Farewell To The iPod

Apple has officially stopped making iPods. It didn’t invent the portable digital music player, but certainly popularized the concept.

The company said iPods were no longer necessary now that so many of its other devices, including phones and watches, have comparable audio capabilities.

By 2001, several portable music players had already taken advantage of the mp3 format to let users play music on the move without needing removable media. The main limitation was the trade-off between bulk (with models based on hard drives) and limited capacity (with flash memory models).

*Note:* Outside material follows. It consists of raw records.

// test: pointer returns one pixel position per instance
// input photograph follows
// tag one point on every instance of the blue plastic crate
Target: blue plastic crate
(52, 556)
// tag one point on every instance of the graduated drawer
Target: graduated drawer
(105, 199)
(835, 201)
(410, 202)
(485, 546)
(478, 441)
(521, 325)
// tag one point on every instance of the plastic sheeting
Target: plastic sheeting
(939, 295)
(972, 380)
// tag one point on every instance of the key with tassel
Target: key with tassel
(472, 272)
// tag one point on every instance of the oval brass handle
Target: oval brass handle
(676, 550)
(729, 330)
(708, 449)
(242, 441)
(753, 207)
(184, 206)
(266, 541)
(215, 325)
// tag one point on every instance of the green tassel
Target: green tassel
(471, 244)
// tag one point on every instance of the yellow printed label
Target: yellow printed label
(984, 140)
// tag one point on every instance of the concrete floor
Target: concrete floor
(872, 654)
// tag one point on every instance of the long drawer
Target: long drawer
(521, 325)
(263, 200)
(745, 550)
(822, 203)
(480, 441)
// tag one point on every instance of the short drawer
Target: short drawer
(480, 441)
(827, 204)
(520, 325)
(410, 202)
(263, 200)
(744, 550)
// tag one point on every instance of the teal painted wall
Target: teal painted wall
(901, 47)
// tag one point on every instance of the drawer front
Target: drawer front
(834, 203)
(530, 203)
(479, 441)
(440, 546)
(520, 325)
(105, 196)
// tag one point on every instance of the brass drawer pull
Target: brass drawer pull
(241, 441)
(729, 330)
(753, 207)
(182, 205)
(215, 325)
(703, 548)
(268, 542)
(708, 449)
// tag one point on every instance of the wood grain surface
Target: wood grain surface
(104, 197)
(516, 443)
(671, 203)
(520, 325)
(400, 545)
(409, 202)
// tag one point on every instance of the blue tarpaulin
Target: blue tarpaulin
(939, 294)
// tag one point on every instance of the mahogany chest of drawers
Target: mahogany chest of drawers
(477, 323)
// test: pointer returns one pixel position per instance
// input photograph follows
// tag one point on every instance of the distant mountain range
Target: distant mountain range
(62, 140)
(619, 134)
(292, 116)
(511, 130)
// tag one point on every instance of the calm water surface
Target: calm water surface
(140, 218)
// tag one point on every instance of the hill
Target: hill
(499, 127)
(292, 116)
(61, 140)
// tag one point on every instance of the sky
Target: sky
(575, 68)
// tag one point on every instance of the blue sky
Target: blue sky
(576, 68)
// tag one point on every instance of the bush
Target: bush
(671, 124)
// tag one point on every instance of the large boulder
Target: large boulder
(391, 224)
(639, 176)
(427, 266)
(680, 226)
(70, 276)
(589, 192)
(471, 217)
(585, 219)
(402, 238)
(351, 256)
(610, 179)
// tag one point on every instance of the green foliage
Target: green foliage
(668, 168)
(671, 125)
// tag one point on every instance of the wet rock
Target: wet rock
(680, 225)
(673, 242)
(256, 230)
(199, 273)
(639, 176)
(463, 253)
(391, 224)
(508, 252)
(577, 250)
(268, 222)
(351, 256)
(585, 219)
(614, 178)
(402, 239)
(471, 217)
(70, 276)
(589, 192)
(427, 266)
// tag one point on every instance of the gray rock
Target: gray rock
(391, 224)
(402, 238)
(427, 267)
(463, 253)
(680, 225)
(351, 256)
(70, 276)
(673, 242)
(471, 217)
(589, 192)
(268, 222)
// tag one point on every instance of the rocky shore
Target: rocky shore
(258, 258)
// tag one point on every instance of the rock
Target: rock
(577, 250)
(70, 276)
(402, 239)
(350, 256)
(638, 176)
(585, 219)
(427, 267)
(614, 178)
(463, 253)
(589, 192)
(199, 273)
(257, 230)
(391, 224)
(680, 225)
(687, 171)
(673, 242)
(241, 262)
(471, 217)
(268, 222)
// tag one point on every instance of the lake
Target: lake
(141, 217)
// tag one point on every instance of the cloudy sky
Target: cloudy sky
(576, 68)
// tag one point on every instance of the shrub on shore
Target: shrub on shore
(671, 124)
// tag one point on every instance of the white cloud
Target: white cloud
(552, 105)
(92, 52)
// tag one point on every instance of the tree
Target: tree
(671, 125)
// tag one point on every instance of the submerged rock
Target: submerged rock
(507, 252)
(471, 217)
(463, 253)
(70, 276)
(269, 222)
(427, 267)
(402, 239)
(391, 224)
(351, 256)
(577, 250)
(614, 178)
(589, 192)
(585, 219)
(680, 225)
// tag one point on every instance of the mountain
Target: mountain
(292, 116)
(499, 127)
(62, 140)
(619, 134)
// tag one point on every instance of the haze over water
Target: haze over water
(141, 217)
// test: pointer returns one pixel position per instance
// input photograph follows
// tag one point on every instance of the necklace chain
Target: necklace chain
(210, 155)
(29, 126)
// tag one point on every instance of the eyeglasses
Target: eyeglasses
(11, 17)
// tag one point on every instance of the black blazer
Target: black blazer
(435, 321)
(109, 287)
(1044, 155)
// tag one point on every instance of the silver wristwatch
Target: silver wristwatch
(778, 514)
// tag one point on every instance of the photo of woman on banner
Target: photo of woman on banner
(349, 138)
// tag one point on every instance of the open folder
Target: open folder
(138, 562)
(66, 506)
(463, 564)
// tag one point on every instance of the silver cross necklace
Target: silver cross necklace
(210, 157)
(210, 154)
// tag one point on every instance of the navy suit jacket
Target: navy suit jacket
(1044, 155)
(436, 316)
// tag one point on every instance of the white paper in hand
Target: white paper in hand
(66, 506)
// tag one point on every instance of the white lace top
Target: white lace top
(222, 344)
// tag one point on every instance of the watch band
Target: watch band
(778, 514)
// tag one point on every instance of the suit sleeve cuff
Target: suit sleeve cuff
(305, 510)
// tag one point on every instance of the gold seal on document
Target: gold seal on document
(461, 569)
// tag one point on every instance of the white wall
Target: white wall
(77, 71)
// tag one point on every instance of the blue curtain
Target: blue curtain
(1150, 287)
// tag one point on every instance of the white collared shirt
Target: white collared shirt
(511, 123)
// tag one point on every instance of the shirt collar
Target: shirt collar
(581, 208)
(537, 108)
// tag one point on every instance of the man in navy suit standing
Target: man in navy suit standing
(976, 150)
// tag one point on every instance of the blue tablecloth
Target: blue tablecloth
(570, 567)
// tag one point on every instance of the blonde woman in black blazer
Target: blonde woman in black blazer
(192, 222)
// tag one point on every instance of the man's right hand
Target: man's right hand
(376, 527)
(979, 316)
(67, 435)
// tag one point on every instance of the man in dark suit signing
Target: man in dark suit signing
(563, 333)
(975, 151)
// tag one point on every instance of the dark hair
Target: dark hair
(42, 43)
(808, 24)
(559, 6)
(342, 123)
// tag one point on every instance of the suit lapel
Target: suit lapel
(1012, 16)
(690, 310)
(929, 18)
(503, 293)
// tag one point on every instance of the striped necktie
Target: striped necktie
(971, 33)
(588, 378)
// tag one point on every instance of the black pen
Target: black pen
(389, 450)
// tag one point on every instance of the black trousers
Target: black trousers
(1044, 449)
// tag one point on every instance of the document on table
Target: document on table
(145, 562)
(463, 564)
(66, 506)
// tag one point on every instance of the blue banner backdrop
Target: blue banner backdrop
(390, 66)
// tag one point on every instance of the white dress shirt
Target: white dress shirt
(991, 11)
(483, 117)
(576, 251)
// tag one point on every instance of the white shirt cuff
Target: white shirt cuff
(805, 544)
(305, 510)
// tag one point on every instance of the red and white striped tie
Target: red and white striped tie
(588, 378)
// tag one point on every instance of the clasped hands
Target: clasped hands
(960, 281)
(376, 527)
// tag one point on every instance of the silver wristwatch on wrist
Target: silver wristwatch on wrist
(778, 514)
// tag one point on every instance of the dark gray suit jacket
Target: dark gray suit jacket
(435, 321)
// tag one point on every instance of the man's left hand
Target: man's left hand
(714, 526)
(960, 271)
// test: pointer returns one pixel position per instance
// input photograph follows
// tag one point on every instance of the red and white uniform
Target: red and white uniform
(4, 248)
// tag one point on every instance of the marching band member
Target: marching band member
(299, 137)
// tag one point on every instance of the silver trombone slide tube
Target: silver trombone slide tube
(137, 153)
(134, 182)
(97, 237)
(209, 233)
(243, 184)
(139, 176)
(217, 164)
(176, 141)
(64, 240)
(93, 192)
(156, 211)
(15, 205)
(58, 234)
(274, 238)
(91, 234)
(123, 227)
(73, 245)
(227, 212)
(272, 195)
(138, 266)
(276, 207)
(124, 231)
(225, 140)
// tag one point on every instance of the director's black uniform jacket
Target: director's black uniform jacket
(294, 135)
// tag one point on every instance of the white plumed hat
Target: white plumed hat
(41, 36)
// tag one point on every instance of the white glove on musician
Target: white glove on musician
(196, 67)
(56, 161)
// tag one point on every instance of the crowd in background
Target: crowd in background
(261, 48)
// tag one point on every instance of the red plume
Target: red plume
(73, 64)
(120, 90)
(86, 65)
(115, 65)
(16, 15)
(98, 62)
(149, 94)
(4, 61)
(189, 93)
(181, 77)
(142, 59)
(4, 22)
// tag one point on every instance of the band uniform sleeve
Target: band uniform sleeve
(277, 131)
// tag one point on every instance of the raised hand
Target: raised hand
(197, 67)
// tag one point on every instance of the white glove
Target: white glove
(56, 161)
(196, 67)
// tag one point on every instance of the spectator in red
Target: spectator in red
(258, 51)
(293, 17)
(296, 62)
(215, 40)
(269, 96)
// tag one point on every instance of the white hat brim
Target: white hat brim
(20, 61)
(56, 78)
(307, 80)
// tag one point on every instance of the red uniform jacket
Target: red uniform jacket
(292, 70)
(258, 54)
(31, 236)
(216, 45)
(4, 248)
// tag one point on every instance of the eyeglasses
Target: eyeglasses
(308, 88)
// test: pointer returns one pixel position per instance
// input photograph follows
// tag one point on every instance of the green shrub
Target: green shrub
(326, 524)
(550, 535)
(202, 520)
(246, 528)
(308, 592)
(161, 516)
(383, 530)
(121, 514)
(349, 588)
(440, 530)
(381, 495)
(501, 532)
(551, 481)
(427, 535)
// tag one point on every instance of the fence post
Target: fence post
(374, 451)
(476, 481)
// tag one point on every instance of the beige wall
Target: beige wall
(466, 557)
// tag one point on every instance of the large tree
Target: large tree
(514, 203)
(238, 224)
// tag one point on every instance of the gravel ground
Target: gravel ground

Apple pitched the original model with two selling points. One was capacity, with the company claiming it was the first such device that could store 1,000 songs. The other was design, with Jonny Ive masterminding the minimalist interface of a wheel that combined buttons for core functions and a finger movement for other controls.

2004’s mini edition replaced the mechanical wheel with a click-based model, quickly adopted for the “classic” range as well. Later ranges including the Nano (increasing capacity while cutting space) and the shuffle (which had no screen, with the emphasis on a random play function.)

The last survivor was the iPod Touch, which took the operating system and app support of the iPhone, but removed the cellular data and phone functions, using Wi-Fi only.

Despite smartphone handsets and mobile data becoming more affordable, the 7th and final generation model was only released in 2019. It will remain on sale while supplies last but no new units will be made.